For couples using a surrogate mother, it will be possible for the first time in 2022 to claim the sums paid to a surrogate mother as medical expenses. These are sums that can be significant.

In Canada, the payment of a surrogate mother is illegal. But she can get expenses reimbursed by the parents, including her medical expenses. Prior to 2022, parents could not claim these amounts under the medical expense tax credit.

cabin owners


PHOTO ALAIN ROBERGE, LA PRESSE ARCHIVES

Quebec has extended until 2027 the refundable tax credit for the upgrading of residential wastewater treatment facilities in rural areas.

Owners of cottages or houses in rural areas, know that Quebec has extended for five years, until 2027, the refundable tax credit for bringing residential wastewater treatment facilities up to standard. Previously, the credit applied for contracts entered into before 1er April 2022.

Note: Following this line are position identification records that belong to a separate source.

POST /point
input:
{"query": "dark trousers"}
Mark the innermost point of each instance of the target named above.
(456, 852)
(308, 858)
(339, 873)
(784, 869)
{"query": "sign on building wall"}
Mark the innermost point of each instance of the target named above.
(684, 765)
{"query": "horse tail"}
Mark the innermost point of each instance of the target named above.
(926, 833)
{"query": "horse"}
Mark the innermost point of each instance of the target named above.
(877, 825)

The amount you are eligible for is 20% of expenses over $2,500. The maximum credit amount is $5,500. It is cumulative over the period from 2017 to 2027. Only amounts paid in 2022 are eligible for the credit. “It’s good to know because people won’t think of that,” recognizes Luce Morin, CPA. We accountants provide question forms to clients so they don’t forget credits. But it is clear that we do not put on our form: have you changed your septic tank? “, she continues.

Dental care


PHOTO ALAIN ROBERGE, LA PRESSE ARCHIVES

In Quebec, the Régie de l’assurance maladie covers several dental treatments for children under 10, such as annual exams and fillings.

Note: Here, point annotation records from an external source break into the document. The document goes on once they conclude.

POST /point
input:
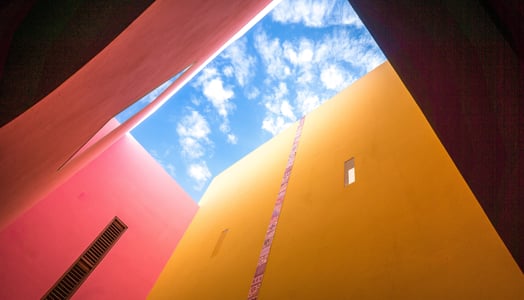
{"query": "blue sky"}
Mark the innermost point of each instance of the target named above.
(298, 56)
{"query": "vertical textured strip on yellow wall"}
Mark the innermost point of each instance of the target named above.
(270, 232)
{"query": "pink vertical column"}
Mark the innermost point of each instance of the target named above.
(270, 233)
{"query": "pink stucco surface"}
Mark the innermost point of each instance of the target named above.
(123, 181)
(168, 37)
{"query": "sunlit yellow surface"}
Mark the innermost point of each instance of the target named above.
(408, 228)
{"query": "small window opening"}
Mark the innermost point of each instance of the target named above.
(349, 171)
(219, 242)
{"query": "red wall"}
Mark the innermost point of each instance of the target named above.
(124, 181)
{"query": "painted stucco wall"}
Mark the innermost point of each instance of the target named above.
(124, 181)
(408, 228)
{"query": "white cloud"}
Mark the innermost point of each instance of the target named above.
(232, 139)
(299, 54)
(228, 71)
(252, 93)
(316, 13)
(192, 147)
(335, 78)
(279, 111)
(360, 51)
(219, 96)
(307, 101)
(271, 52)
(200, 173)
(168, 167)
(242, 62)
(193, 131)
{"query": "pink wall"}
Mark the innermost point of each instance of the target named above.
(124, 181)
(171, 34)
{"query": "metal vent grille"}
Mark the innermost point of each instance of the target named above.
(67, 285)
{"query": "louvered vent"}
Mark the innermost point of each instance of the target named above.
(78, 272)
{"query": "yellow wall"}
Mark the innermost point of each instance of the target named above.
(409, 228)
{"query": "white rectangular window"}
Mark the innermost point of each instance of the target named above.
(349, 171)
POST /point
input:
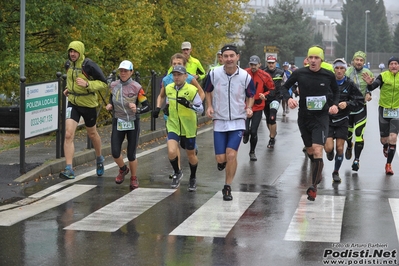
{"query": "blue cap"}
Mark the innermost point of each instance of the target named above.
(180, 69)
(126, 64)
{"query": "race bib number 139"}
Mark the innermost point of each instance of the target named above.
(125, 125)
(315, 103)
(390, 113)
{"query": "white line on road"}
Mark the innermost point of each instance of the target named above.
(216, 217)
(65, 183)
(13, 216)
(118, 213)
(317, 221)
(394, 203)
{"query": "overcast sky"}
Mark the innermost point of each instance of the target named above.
(391, 4)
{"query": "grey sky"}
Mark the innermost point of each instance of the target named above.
(391, 4)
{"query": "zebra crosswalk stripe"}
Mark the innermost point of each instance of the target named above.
(216, 217)
(394, 203)
(13, 216)
(118, 213)
(317, 221)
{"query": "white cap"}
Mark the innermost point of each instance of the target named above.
(126, 64)
(186, 45)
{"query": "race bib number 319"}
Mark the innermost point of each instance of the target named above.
(390, 113)
(125, 125)
(315, 103)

If you have children under the age of 12 and a family income of less than $90,000, you could receive part of the new Canadian dental benefit. To be eligible, the child must have received dental care since the 1er October 2022, and these must have been paid out of household pocket. He must not have access to a private dental insurance plan.

Depending on net household income, the benefit is $260, $390 or $650 tax-free, and is used to cover the costs of the 1er October 2022 to June 30, 2023. A second eligibility period opens on June 1er July 2023 until June 30 of the following year.

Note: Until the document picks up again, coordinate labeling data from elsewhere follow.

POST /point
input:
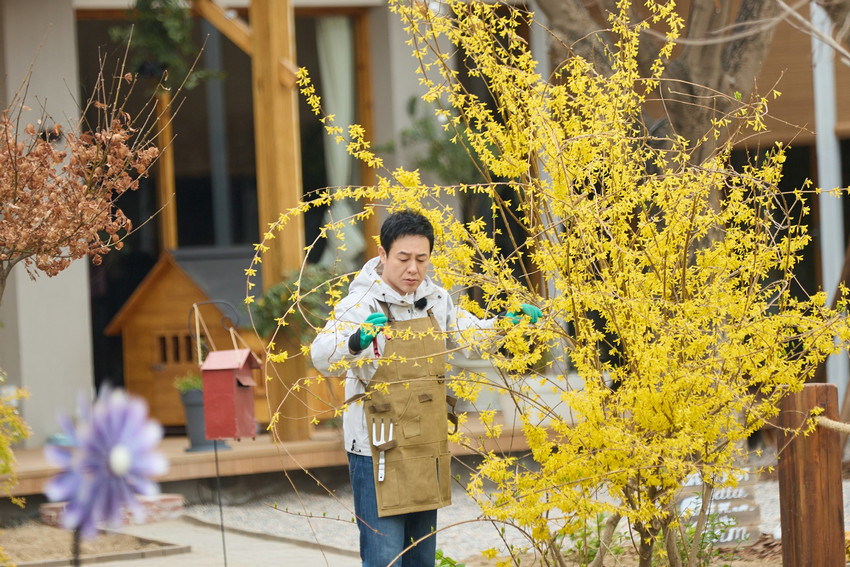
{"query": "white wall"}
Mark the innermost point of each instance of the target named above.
(45, 325)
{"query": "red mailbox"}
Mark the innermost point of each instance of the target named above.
(229, 394)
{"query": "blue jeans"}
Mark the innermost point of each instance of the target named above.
(383, 539)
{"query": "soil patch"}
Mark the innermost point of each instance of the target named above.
(35, 541)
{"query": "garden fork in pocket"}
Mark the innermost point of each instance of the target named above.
(382, 443)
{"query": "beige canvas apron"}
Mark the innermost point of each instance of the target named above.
(417, 473)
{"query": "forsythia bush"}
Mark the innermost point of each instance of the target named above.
(665, 284)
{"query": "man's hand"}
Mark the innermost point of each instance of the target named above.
(533, 313)
(371, 327)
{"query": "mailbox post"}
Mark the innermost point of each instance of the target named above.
(229, 394)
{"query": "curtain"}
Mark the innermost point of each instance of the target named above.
(335, 43)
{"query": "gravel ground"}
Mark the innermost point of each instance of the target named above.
(311, 514)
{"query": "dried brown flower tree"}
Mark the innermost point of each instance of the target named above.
(59, 190)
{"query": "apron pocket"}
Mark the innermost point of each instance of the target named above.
(412, 427)
(420, 473)
(388, 488)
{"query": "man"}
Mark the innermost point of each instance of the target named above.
(390, 333)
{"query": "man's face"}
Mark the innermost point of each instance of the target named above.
(406, 262)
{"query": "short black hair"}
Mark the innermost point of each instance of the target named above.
(405, 223)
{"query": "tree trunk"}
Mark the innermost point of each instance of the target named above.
(673, 558)
(605, 541)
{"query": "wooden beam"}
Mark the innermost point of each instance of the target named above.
(278, 149)
(810, 493)
(365, 102)
(234, 29)
(166, 186)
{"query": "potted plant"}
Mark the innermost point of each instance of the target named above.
(191, 388)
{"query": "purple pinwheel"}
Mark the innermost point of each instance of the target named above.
(108, 463)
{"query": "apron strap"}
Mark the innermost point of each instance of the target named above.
(355, 398)
(434, 320)
(386, 309)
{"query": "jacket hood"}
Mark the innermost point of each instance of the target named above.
(369, 283)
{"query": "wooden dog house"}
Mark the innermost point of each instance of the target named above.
(156, 328)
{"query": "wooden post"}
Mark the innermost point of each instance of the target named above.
(811, 503)
(166, 189)
(277, 142)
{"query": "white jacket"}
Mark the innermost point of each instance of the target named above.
(330, 347)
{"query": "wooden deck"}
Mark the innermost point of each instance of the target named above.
(251, 456)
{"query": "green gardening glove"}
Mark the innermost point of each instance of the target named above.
(525, 309)
(371, 327)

For example, for a family income ranging from $80,000 to $90,000, the benefit is $260 per eligible child.

In Quebec, the Régie de l’assurance maladie covers several dental treatments for children under 10, such as annual exams and fillings.

The benefit is obtained by applying directly to the Canada Revenue Agency separately from the income tax return. You must have filed a tax return in 2021 to be eligible.